Il racconto
Fece tremare il mondo, morì in un’isola sperduta. I 200 anni dalla fine di Napoleone

Da un modo di dire tipicamente friulano, Ferruccio Tassin traccia un ritratto del condottiero francese a duecento anni dalla sua scomparsa in una sperduta isola nell'Atlantico.
Se uno si esalta, in Friuli, gli fanno calare le ali con un: “Gi à passadi ancje a Napoleon ch’al veve i spirons di àur!”, “Le manie sono scomparse perfino a Napoleone, che aveva speroni d’oro!”. Il mito rimane. La conoscenza storica si rarefà. Continua la sterminata serie di pubblicazioni sulle singole fasi. Si accendono fantasie sulla sua morte, i perché di Waterloo. Se uno legge il 5 maggio del Manzoni, vede che un grande si accosta a un grande, con giudizio sospeso e trepido rispetto; forse il modo più saggio per affrontare il tema; il Foscolo, acceso di italiche speranze, ne era rimasto deluso.

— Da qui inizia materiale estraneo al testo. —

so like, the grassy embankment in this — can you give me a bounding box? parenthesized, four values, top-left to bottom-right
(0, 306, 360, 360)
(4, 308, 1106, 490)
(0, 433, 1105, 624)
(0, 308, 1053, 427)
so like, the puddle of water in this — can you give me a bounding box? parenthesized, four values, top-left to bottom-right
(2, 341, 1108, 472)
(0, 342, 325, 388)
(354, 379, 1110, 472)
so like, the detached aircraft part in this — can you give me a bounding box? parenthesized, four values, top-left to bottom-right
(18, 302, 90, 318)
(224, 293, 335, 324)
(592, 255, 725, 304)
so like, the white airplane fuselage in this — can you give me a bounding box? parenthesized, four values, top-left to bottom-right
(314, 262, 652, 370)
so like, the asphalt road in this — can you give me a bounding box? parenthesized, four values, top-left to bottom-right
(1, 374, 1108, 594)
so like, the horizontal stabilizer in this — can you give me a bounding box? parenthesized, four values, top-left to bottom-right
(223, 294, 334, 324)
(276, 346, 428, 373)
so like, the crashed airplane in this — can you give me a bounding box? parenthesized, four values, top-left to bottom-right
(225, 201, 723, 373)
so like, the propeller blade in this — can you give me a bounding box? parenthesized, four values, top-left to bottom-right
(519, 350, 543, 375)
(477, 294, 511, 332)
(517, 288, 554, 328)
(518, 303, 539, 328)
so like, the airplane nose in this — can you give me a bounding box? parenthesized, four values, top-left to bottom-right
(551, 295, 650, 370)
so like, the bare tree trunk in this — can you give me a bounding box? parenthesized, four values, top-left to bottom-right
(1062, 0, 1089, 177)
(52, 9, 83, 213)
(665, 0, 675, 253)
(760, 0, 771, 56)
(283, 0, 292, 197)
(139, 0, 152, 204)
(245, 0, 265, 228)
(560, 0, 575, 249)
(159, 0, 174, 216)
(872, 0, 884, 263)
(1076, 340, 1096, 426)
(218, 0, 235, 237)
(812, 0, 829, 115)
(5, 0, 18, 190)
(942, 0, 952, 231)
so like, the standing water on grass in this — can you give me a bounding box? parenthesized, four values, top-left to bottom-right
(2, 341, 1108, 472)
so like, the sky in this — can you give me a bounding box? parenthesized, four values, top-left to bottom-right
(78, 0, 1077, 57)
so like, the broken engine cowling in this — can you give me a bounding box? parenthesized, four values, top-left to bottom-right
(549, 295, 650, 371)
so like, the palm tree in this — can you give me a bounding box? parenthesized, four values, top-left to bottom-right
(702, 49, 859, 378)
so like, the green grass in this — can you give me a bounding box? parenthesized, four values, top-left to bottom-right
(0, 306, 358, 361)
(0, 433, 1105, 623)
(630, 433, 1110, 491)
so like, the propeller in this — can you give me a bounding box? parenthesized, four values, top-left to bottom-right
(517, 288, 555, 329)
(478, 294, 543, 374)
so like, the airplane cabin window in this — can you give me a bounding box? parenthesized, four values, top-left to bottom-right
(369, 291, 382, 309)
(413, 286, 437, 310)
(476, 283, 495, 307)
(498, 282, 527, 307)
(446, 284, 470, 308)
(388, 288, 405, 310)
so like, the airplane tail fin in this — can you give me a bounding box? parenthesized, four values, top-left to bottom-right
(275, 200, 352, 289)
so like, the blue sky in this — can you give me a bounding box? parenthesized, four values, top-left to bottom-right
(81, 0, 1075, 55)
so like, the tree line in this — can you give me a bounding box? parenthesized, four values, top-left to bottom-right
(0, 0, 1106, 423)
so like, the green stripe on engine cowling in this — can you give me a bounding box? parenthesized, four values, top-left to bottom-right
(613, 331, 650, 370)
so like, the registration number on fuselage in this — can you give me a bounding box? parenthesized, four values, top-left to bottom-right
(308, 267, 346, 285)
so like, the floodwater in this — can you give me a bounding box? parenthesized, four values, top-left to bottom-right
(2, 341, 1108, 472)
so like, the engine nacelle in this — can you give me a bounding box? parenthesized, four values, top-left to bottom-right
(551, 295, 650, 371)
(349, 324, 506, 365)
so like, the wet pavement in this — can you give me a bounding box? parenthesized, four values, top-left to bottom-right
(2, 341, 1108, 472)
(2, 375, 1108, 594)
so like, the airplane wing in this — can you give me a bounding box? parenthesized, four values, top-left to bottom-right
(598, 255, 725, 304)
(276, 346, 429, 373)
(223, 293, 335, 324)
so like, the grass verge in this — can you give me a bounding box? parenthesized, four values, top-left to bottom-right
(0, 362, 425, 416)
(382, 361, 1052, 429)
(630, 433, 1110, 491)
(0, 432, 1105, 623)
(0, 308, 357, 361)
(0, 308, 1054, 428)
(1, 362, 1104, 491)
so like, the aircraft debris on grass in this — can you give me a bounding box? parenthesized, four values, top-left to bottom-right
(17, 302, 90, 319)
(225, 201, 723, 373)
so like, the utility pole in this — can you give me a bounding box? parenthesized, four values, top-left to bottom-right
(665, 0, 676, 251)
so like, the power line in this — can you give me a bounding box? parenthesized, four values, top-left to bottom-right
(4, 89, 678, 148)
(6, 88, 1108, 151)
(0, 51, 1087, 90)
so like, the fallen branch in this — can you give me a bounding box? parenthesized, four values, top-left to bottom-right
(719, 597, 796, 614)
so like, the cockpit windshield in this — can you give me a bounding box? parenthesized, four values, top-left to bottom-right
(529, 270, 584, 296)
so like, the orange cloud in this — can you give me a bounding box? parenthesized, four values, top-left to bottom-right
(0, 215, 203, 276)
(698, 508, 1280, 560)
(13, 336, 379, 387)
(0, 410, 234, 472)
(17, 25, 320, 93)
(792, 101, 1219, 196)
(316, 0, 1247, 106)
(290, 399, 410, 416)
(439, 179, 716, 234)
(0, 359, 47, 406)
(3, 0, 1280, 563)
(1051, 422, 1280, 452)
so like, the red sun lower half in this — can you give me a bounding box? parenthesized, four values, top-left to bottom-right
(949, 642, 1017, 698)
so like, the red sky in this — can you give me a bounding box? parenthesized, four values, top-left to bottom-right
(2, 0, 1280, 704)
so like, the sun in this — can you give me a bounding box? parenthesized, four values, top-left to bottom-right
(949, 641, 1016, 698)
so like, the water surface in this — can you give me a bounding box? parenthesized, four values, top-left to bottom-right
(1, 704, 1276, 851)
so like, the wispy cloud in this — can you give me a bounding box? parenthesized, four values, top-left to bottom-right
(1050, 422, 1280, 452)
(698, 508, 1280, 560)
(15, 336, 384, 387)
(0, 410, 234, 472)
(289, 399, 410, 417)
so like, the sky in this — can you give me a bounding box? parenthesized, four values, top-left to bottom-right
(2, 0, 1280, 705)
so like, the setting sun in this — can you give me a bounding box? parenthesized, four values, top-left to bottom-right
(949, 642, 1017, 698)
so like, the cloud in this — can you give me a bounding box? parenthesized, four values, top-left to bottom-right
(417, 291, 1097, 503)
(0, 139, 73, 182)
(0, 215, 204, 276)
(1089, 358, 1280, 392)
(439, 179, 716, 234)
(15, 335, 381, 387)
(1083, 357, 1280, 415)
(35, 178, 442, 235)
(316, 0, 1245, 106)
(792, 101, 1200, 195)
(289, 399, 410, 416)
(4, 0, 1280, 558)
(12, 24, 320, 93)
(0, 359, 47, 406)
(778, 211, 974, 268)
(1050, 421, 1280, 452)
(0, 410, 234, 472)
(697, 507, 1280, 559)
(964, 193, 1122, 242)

La sua grandezza si erse anche su montagne di morti: dal migliaio nel primo scontro in Friuli (1797), ai 3mila di Gradisca d’Isonzo, ai numeri crescenti in Europa, Mediterraneo, Africa, fino al culmine: percentuali minime di reduci, fra gli oltre 600.000 partiti alla conquista dell’Impero russo!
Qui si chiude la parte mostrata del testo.